Damian Corless recalls growing up in a time when there was only one television channel – which only broadcast for a few hours each day – and when small children were expected to act like miniature adults.

 

The children of 1960s Ireland were in-betweeners. Their life experience was sharply different both from that of Irish kids growing up in the grim, stagnant post-war 1950s, and those who would feel the tingly sunburst of colour that came with the more liberated 1970s. The nation’s children blinked in this twilight zone between two worlds tearing apart, but there was only ever going to be one way out, and that way was to rush towards the light of the cathode ray.

Without doubt, the arrival of television was the single greatest new X factor to impact on Irish life, opening a generation gap between the 1960s childhood experience and all that had gone before. Throughout the 1950s deeply conservative elements embedded in government, the civil service and the rest of Official Ireland had fiercely resisted the coming medium. There were fears that television would act as a Trojan Horse for the cultural recolonisation of a people who had only just reclaimed their heritage after a struggle of centuries.
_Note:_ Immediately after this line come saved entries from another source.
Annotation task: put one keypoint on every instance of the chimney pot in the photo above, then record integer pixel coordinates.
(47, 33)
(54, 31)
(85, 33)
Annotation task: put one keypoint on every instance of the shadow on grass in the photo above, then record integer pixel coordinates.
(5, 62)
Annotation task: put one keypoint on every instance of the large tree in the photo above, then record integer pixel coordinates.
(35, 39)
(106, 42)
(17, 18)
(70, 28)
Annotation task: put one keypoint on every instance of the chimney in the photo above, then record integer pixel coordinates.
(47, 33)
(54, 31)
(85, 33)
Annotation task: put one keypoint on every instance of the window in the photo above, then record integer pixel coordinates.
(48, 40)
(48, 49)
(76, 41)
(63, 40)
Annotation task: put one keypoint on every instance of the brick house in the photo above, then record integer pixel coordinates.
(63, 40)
When Telefís Éireann got up and running on the last evening of 1961, the first instincts of those in charge were to ration its bounty, especially to impressionable young minds. With the exception of Sundays, daytime broadcasting would be kept to an absolute minimum throughout the decade, with the sole exception of the schools tutorials provided by Telefís Scoile.
For thankful Irish mothers, the BBC provided welcome daytime interludes when an infant could be propped up in a pram, or plopped down on a blanket and lullabied towards the Land of Nod by the magic of Watch With Mother featuring Andy Pandy, The Woodentops and Bill & Ben The Flowerpot Men.

Young viewers of Telefís Éireann’s early evening output got their home-grown entertainment wrapped in the green flag of the Irish language. A noisy, roughly sketched and very static duck called Dáithí Lacha was joined by Murphy agus a Chairde, starring an Irish-speaking puppet giant, while a ventriloquist’s dummy called Beartlai popped up wherever a kids’ show needed an extra smattering of Irish.
In an effort to add Swinging Sixties zest to the native tongue, Máire O’Neill and Aileen Geoghegan were unveiled as the hip young presenters of Buntús Cainte, a TV tie-in to a state project aimed at giving the ancient tongue a thoroughly modern makeover.
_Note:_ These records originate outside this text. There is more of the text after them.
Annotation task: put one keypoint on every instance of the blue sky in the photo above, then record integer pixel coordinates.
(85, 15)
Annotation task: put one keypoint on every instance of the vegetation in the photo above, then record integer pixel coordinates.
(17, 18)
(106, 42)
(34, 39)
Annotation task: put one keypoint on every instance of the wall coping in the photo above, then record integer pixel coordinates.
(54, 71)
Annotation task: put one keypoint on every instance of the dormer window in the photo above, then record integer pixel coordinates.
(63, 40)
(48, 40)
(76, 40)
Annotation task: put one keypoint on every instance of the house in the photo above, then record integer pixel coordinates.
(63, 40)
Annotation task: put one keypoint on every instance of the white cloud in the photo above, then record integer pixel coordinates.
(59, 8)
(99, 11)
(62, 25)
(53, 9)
Despite their best intentions and their best mod gear, the presenters of Buntús Cainte always had to battle the fact that, at the back of their young viewers’ minds, they and their lessons bore the toxic taint of being associated with a harsh school regime.

Not so Bláithín O Ciobhain who wrote and presented Let’s Draw With Bláithín. Through the course of each show Bláithín would drift effortlessly in and out of the native tongue as she encouraged her viewers to set their creative sights a good deal higher than dipping half a potato in paint and stamping it with merry gusto over a sheet of paper.